Pentecost 56


Often we think of those in “service” as those serving in the military or priesthood.  Ask someone to define the word “service” and they will probably say something akin to “work done by someone for somebody else” or “an action done for another”.  Then it might surprise you that synonyms for the word “service” seldom include either definition.  These synonyms include words like facility, package, deal, examination, provision, etc.  In other words the synonyms are the locations or manners in which a service is performed but not really the action itself.


We all are “in service” and if we are not, we should be.  Twenty years ago I heard someone giving a lecture on civics.  The speaker was questioned as to the best way to know who would make a good leader, who someone should vote for in an election.  The location of this talk was in a country that had not held elections in a number of years so it was understandable that some of the population might not understand the process and wanted to be advised on the best possible outcome.  The speaker’s answer surprised many:  “I want a candidate to tell me what they have done for others, not what they have done for themselves or are promising to do for me.”

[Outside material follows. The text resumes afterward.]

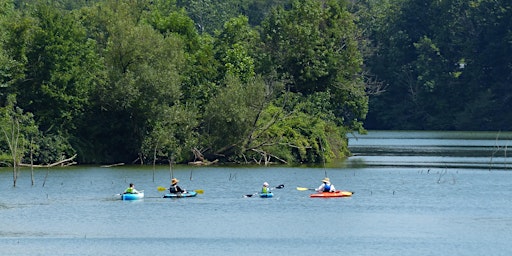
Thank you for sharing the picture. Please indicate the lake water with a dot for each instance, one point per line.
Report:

Recent events have brought that lecture to mind as it seems that many people are more concerned about their own personal agenda than that of the world.  There is no truth in that statement “What’s good for me will be good for you.”  We are all unique creatures and come with our own set of desires and needs.  There is no “One size fits all” policy that will work for everything in this life.  Having everyone the same nationality, believing in the same customs and religions, wearing the same clothes, etc clearly does not work.  Why you might ask?  Because if it did, no one would have ever traveled and we would all be living insular lives.

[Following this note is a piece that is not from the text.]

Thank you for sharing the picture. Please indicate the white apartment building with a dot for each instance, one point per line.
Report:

This blog series is about the Ordinary Time becoming extraordinary.  Pentecost is a period in several religious calendars in which there are no special days, no celebratory feasts.  Hence, it is called the Ordinary Time.  However, just because there are no official feasts and festivities does not mean we cannot celebrate life and make each day something extraordinary.  How do we do that?  We do it by being of service someone else.

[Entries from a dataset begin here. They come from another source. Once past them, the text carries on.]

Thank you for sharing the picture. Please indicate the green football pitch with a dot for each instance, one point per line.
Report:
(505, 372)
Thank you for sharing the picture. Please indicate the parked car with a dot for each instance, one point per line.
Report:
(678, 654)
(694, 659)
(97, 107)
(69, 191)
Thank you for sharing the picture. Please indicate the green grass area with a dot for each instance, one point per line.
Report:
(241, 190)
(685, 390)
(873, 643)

A year or so ago I heard a speaker say that they were a leader.  Their interest in leading was not for the betterment of others, though.  By this person’s own admission, they volunteered to improve their own self-image.  This is not really being a leader, in my humble opinion.  This is feeding one’s ego.  They are not being of service to another but simply promoting themselves.  We all have value but the greatest value comes when we forget to promote our own agenda and work for something that benefits us all.


Two great Eastern spiritualists explained this better than I ever could.  “Our prime purpose in this life is to help others”, believed the Dalai Lama.  “And if you can’t help them, at least don’t hurt them.”  The speaker I heard did lead and I think for more altruistic reasons than even he realized.  People benefitted from his volunteer work and no one was hurt.  Mahatma Gandhi also realized the power of service.  “The best way to find yourself is to lose yourself in the service of others.” 


Want to take the boredom out of everyday living?  Volunteer.  Help a neighbor.  Help a stranger.  Go to and see what is available and needed in your community.  Small acts, multiplied by the service of many, can and will transform the world.